Where Michael Skakel will be tried for the 1975 murder of Greenwich teenager Martha Moxley remains undecided, as a judge yesterday reserved judgment after hearing arguments for holding the trial in Stamford or Bridgeport.

Judge John Kavanewsky Jr. said in state Superior Court in Stamford that he will issue a written decision before Skakel's April 18 probable cause hearing, in which a judge will determine whether there is enough evidence to warrant Skakel's case going to trial.

The state's attorney's office in Bridgeport has requested the case be transferred to that city because that is where felonies throughout Fairfield Country were prosecuted before the creation of the Stamford-Norwalk Judicial District in October 1981. Skakel was charged with the murder in January 2000.

Senior Assistant State's Attorney Susan Gill yesterday argued that Skakel's case has a history of being prosecuted in Bridgeport, because it was in that city's Fairfield County Courthouse where the grand jury, beginning in 1998, met for 18 months while investigating the murder.

"Parts of this case have already been adjudicated at the Bridgeport courthouse," including open-court proceedings pertaining to confidentiality matters and similar issues concerning the grand jury investigation of the Moxley murder, Gill told the judge.

But Skakel's attorney, Michael Sherman of Stamford, argued that under state law, the only valid reason for requesting a change of venue is when the defendant's right to a fair trial may have been compromised by pretrial publicity. Sherman alerted Kavanewsky to the statute, which states that cases may be transferred to another judicial district only with the consent of both the prosecution and defendant.

"Well, we don't agree," Sherman told the judge.

After the 40-minute hearing, Sherman said he believes the prosecution wants the venue change because of convenience.

"It would be artificial to transfer the case to the state's attorney's back yard just so they don't have to battle the traffic on I-95," Sherman said after the hearing.

During the hearing, Sherman noted that a state Superior Court judge has designated the Stamford courthouse as the site of the trial.

Sherman said while he believes Skakel would receive a fair trial no matter where it is held, he believes his client would be more likely to be judged by a jury of his peers if tried in Stamford.

In her Jan. 31 ruling that transferred Skakel's case from juvenile to adult court, Judge Maureen Dennis stated that the Stamford courthouse "is the most appropriate venue at this time, in that the murder of Martha Moxley was committed in the town of Greenwich, which falls within the judicial district of Stamford-Norwalk."

Skakel originally was arraigned as a juvenile because he was 15 when Moxley was murdered in the Belle Haven section of Greenwich.

In cross-examining the state's only witness, Steven Weiss, at yesterday's hearing, Sherman elicited testimony that the practice of transferring cases involving crimes committed before October 1981 had been an unwritten rule, rather than a state law or codified policy.

Weiss, the supervisory assistant state's attorney in Stamford, was chief court clerk when the Stamford-Norwalk Judicial District was created.

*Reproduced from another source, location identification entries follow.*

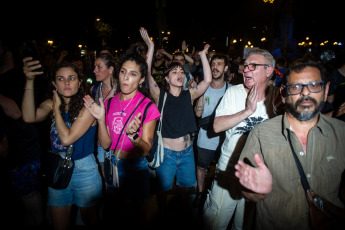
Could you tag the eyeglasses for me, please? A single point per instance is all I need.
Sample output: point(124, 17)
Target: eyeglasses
point(252, 66)
point(178, 60)
point(313, 87)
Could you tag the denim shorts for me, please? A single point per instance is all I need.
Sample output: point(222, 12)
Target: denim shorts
point(176, 163)
point(84, 189)
point(25, 178)
point(134, 179)
point(205, 157)
point(101, 153)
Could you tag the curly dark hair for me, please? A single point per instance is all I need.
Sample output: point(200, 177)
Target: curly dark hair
point(76, 103)
point(134, 53)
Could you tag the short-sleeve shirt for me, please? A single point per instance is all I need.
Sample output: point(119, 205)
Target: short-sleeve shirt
point(178, 115)
point(234, 101)
point(323, 163)
point(115, 118)
point(210, 100)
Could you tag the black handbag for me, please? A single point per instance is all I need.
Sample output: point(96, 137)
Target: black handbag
point(155, 156)
point(322, 213)
point(58, 167)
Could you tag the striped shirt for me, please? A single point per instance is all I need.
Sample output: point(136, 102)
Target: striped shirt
point(286, 206)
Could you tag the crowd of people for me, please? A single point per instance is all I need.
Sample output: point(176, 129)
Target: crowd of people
point(236, 113)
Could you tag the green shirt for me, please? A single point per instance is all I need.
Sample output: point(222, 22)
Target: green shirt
point(286, 206)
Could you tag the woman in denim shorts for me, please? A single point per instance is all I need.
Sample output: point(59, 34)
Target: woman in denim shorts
point(72, 124)
point(178, 123)
point(127, 130)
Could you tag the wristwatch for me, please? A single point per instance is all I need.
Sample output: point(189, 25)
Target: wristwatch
point(134, 137)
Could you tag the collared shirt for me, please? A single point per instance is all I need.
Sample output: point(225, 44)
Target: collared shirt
point(323, 163)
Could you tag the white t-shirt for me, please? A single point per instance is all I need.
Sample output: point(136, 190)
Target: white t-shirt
point(234, 101)
point(210, 99)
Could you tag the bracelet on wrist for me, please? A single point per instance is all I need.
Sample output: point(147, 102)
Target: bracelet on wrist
point(134, 137)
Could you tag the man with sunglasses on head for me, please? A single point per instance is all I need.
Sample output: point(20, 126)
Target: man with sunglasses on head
point(318, 141)
point(242, 107)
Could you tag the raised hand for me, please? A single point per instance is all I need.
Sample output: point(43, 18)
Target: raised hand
point(144, 34)
point(252, 99)
point(203, 52)
point(97, 111)
point(29, 67)
point(184, 46)
point(258, 179)
point(56, 101)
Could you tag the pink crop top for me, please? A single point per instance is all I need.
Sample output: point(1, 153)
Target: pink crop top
point(115, 121)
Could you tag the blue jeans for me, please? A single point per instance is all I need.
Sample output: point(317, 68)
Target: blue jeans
point(84, 189)
point(176, 163)
point(134, 179)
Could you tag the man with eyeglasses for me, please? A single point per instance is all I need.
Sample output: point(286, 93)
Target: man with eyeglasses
point(318, 140)
point(242, 107)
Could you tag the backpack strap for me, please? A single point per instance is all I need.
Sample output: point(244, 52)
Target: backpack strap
point(108, 104)
point(145, 111)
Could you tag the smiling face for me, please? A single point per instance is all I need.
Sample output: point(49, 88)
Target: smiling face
point(176, 77)
point(260, 75)
point(218, 68)
point(306, 105)
point(66, 81)
point(130, 78)
point(101, 71)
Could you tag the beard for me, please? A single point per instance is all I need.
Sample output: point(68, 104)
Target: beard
point(217, 77)
point(306, 114)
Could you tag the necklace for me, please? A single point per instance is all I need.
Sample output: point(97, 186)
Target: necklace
point(123, 110)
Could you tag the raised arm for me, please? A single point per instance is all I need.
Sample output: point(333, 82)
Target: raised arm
point(10, 107)
point(203, 85)
point(30, 113)
point(154, 89)
point(226, 122)
point(199, 107)
point(188, 59)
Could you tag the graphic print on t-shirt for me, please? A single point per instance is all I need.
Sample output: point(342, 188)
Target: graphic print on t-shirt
point(250, 123)
point(117, 125)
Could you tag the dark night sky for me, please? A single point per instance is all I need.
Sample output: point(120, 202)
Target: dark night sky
point(189, 20)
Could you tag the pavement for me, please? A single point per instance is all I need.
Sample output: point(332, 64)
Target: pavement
point(177, 216)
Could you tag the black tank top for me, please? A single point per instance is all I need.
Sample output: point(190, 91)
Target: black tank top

Weiss said he and Stamford State's Attorney Eugene Callahan met to discuss how to handle cases involving crimes committed in the former Fairfield district but for which arrests were made in the newly created Stamford-Norwalk district.

"The rule we came up with, if the offense was committed before October 1981, that case would go to Bridgeport if the arrest was made after October 1981," Weiss testified under examination by Gill.

"But that rule is not written down?" Sherman said.

"No," Weiss replied.

"Is there a memo (explaining the rule)?" Sherman said.

"I don't think so," Weiss answered.

Under that rule, Weiss testified, four to seven cases were transferred from Stamford to Bridgeport. He said all of those transfers occurred within six months of the creation of the Stamford-Norwalk Judicial District.

When asked whether he could name the transferred cases, Weiss replied, "I cannot recall."